This project presents a deep learning classifier able to predict the emotions of a human speaker encoded in an audio file. The classifier is trained using 2 different datasets, RAVDESS and TESS on 8 classes (neutral, calm, happy, sad, angry, fearful, disgust and surprised).

Feature set information

For this task, the dataset is built using 5252 samples from:

The samples include:

  • 1440 speech files and 1012 Song files from RAVDESS. This dataset includes recordings of 24 professional actors (12 female, 12 male), vocalizing two lexically-matched statements in a neutral North American accent.
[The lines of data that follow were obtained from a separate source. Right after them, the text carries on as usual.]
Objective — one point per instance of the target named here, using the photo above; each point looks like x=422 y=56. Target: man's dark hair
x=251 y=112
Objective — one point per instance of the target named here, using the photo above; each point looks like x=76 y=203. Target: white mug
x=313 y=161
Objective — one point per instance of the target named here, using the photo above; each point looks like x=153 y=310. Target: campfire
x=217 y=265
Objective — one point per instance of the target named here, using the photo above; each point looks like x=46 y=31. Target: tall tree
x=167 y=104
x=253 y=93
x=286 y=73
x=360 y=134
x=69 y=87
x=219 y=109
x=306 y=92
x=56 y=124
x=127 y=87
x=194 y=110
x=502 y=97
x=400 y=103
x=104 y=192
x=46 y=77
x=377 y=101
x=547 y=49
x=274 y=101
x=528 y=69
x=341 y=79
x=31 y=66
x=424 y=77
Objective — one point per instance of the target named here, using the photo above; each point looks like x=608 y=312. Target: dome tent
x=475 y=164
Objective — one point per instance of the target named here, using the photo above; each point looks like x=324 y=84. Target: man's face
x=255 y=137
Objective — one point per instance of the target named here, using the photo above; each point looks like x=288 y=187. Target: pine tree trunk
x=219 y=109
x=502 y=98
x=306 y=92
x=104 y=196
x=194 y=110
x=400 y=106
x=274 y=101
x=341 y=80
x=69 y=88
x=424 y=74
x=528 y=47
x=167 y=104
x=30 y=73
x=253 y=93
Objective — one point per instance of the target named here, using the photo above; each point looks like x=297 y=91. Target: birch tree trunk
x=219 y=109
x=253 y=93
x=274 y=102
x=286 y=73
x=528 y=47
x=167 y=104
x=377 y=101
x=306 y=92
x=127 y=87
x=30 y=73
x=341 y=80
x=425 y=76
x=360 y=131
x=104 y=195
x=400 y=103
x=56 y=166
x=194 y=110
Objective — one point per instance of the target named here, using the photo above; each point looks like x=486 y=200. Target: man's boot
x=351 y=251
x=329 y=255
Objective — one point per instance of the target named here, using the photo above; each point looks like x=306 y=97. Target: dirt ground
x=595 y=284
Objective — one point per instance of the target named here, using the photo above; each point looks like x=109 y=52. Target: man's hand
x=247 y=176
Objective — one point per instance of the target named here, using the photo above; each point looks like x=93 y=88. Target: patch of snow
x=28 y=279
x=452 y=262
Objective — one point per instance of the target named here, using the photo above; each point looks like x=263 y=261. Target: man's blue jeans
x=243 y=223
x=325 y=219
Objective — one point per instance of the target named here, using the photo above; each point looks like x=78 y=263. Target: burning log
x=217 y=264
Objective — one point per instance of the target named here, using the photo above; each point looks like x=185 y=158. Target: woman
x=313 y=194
Speech includes calm, happy, sad, angry, fearful, surprise, and disgust expressions, and song contains calm, happy, sad, angry, and fearful emotions. Each file was rated 10 times on emotional validity, intensity, and genuineness. Ratings were provided by 247 individuals who were characteristic of untrained adult research participants from North America. A further set of 72 participants provided test-retest data. High levels of emotional validity, interrater reliability, and test-retest intrarater reliability were reported. Validation data is open-access, and can be downloaded along with our paper from PLoS ONE.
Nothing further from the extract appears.